Each source row becomes a line_df row; the column structure is carried inside the markdown text. These are the real rows Docling produced for Table 1 – Image by author

We keep the cells inside line_df instead of adding a separate table-cells table. One DataFrame for every downstream brick to read; paragraph lines and table rows look the same on the way out. The cost: per-cell queries need a markdown parse step. For RAG questions this is fine. The retriever matches keywords on the row text. The model reads the markdown directly. This is the same design choice the Azure builder makes, so a downstream chunker treats fitz, Azure, and Docling table rows identically.

Two more sources feed line_df. Text that Docling finds inside a figure region lands as ordinary text rows (recovered through layout + OCR), so a label rendered inside a diagram is searchable. And checkbox items become single-character lines, [x] for selected and [ ] for unselected, so a check-the-box form field becomes queryable. On the Attention paper the line count rises from the raw prose to 560 rows once the four tables are flattened in.

3.2. image_df gains ocr_text and a classification column

Same row, two new columns. For each detected picture, we collect every text item whose bbox sits inside the figure region by at least 50% and join them as ocr_text. The architecture diagram on page 3 and the two attention diagrams on page 4 carry their labels inside the figure; those labels show up in ocr_text and become retrievable.

The Attention paper’s figures with their inside-labels exposed – Image by author

The second new column is classification. Docling ships an optional picture classifier that tags each figure (chart type, logo, and so on).

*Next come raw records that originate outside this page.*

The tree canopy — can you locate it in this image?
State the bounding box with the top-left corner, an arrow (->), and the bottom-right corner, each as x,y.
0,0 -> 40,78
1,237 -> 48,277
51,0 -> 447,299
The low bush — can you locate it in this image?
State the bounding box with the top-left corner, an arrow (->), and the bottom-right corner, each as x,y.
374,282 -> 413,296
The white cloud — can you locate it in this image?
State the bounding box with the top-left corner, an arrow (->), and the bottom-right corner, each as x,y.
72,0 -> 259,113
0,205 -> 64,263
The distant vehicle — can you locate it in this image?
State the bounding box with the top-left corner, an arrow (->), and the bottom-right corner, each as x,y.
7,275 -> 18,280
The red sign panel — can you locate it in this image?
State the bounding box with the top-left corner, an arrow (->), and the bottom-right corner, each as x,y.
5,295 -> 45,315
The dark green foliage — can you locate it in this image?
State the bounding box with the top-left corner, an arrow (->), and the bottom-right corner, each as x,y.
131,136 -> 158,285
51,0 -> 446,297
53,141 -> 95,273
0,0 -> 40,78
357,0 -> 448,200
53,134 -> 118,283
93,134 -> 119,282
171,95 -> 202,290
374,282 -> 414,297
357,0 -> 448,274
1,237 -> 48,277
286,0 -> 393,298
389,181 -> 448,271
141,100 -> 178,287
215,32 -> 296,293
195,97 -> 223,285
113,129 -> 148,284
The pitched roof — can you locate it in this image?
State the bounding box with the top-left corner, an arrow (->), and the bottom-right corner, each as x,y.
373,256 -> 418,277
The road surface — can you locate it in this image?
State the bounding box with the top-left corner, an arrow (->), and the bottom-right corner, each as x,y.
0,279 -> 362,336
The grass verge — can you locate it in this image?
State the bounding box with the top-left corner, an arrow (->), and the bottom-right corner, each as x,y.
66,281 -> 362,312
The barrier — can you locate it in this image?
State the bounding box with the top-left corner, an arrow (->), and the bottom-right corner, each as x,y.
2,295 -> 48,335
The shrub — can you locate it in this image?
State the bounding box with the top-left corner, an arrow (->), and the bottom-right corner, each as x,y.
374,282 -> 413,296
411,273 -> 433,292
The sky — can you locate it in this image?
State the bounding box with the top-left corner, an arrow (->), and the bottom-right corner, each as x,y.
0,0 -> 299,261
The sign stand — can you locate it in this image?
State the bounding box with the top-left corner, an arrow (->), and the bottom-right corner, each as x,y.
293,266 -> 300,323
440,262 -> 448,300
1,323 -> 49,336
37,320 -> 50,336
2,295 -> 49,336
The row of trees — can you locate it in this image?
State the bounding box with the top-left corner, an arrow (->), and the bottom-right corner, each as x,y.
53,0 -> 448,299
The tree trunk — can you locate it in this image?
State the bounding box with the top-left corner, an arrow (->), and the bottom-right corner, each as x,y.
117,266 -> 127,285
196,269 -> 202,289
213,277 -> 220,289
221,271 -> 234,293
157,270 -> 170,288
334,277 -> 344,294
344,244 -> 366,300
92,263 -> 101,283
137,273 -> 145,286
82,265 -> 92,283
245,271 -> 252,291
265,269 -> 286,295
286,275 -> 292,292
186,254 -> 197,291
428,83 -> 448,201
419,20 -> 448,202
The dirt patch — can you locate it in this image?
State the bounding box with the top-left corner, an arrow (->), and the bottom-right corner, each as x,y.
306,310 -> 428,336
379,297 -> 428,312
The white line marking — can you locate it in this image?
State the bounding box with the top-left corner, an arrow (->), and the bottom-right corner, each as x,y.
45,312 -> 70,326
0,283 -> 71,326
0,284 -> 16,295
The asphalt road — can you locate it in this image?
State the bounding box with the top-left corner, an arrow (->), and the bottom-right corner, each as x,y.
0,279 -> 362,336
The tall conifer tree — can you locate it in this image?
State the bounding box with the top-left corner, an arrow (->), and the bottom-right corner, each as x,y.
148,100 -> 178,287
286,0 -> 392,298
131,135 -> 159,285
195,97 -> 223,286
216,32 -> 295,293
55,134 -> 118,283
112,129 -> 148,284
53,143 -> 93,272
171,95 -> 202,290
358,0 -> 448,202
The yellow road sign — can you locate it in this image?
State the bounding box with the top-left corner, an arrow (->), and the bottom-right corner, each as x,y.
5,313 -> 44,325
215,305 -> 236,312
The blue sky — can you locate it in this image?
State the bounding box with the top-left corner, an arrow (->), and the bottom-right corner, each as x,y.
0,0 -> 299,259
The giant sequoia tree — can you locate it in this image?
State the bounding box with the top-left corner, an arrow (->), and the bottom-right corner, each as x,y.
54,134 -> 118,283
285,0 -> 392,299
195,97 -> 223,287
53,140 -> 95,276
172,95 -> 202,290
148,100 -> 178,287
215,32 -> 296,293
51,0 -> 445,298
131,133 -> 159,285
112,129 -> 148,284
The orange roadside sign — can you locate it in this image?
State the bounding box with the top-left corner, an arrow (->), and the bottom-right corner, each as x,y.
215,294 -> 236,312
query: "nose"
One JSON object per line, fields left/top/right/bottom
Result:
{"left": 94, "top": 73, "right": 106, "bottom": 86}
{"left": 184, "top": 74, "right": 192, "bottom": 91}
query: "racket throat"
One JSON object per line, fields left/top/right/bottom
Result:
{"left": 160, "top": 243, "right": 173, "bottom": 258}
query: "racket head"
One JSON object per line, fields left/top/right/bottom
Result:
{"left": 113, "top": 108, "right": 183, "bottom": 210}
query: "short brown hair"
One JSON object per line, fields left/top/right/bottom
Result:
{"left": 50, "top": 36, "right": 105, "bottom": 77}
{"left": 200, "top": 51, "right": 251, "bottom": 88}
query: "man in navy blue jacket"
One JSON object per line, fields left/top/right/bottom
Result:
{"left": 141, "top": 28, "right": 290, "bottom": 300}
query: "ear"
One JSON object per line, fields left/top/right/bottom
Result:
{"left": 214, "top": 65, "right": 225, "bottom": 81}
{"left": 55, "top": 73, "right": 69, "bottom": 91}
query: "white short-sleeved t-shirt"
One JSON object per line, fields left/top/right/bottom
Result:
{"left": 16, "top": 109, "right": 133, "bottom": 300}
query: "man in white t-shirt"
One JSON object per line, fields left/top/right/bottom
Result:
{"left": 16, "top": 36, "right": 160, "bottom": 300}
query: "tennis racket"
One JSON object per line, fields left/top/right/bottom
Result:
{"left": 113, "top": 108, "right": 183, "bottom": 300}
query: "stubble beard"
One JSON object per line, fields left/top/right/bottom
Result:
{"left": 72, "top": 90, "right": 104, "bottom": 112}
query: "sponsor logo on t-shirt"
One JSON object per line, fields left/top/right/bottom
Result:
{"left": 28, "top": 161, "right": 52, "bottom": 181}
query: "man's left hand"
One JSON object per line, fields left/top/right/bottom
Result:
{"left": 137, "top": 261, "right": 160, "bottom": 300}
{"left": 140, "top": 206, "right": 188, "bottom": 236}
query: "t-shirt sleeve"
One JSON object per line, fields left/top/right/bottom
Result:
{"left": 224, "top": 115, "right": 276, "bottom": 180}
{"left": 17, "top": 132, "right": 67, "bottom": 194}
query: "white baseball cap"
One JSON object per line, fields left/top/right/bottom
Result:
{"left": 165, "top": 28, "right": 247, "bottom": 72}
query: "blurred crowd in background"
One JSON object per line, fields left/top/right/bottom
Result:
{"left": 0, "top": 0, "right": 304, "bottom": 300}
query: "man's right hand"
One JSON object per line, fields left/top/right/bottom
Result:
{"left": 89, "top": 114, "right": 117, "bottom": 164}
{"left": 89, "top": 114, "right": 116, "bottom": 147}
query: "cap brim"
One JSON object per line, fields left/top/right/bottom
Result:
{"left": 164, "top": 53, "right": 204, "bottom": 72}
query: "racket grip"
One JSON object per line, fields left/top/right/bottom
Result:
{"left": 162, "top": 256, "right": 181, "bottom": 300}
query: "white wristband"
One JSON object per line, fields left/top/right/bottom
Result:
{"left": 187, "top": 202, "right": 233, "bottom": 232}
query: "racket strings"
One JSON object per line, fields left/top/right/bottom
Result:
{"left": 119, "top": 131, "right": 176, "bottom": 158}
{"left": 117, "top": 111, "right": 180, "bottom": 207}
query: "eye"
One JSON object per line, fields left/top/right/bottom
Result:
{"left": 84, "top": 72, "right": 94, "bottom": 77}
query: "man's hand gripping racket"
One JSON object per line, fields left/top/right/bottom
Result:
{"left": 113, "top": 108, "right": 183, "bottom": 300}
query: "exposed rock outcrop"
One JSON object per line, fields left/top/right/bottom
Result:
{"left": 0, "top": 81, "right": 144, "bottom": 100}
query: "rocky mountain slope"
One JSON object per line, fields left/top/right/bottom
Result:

When the classifier is enabled the tag lands in classification; when it isn’t, the column is there for shape parity but stays blank. Azure has no equivalent, so this is one place Docling goes further. The same column on a fitz-produced image_df does not exist at all; fitz returns width_px / height_px / image_hash and never OCRs the image.

3.3. toc_df gets reconstructed from layout labels

The Attention paper has no native bookmarks. Run fitz’s build_toc_df on it and you get an empty table, which is the common enterprise case: Word exports, scans, anything not authored in LaTeX with hyperref set up. Generation then loses the section structure.

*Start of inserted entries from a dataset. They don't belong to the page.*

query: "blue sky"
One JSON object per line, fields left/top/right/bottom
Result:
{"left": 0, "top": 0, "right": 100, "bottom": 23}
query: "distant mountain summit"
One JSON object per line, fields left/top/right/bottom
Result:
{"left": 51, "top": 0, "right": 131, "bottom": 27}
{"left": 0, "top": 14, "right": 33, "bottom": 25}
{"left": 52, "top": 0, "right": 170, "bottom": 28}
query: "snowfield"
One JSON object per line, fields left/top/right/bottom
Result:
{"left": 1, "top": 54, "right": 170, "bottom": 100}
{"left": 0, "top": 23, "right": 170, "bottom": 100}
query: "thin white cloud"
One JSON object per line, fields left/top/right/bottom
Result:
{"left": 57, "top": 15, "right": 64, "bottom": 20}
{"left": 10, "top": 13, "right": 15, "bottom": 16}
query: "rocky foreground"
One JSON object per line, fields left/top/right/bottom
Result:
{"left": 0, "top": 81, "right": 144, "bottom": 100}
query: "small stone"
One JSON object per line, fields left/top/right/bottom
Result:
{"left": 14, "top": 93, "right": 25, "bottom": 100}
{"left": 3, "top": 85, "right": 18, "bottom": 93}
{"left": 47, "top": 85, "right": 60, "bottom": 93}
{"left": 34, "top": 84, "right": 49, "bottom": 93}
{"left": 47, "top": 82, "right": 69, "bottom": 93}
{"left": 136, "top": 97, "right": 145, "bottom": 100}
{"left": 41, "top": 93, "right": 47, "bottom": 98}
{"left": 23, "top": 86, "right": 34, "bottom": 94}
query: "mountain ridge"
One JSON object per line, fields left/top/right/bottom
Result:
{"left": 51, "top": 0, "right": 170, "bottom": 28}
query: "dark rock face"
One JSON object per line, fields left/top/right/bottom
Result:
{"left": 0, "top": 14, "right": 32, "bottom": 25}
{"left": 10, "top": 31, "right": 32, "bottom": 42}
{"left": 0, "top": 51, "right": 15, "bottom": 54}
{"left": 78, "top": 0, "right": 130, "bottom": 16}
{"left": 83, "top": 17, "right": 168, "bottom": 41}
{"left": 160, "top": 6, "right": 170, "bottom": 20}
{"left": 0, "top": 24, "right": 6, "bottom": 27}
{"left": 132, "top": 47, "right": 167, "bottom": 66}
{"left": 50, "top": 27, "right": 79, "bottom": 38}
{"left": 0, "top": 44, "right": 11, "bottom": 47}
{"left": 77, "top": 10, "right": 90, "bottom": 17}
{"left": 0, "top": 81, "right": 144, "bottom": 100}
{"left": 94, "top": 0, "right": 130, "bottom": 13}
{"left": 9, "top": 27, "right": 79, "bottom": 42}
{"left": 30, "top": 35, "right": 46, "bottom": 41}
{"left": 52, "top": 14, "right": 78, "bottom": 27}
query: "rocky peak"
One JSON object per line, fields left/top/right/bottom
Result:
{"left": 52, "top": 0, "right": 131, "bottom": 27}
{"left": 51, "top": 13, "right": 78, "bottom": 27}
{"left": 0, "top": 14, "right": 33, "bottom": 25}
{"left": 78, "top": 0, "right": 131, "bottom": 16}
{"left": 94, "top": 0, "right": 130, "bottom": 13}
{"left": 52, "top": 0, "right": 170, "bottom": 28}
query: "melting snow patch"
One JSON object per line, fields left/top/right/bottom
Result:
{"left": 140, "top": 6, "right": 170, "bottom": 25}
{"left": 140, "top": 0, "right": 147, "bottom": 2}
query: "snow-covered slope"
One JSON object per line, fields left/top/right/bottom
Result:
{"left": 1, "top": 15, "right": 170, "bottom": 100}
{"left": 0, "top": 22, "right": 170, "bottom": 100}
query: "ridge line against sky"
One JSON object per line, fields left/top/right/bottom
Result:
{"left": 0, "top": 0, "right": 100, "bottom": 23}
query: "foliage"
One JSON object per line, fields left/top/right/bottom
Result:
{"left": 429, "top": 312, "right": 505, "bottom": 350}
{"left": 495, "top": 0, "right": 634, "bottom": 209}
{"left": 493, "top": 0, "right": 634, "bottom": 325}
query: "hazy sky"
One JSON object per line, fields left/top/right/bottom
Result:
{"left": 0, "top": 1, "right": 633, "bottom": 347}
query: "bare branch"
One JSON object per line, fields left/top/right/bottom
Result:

Docling labels every heading directly:

a title item for the document title when it detects one
a section_header item for each section heading (on this paper Docling tagged even the title as a section heading)

The builder walks both labels, assigns a level, and assembles a TOC with the same start_page, end_page, start_y, and breadcrumb columns as the fitz path. The lookback pass that computes end_page is identical to the fitz and Azure one; only the source of the rows differs.

On the Attention paper it recovers 28 headings where fitz recovers zero. That number is not inflated: Docling tagged each section heading once, including sub-sections of Method and Results, which is correct for this paper. On a document with shorter, denser sections the count would be lower.

28 headings recovered from layout labels on a PDF with no native bookmarks – Image by author

How deep the hierarchy goes depends on the document. When Docling’s layout model assigns distinct heading levels you get a genuine multi-level tree; on this paper it labelled the headings at a single level, so the reconstructed TOC is mostly flat. Either way it’s a usable section index where fitz would give nothing. Azure does the same trick from its own role tags; the two are even, with Docling running locally.

3.4. object_registry gets caption-label detection

Fitz detects captions by regex anchored at the start of a line, ^Figure \d+\b, ^Table \d+\b. It misses Fig. 2 and multi-line wraps, and it false-positives on a body sentence that opens with “Figure 2 shows…”.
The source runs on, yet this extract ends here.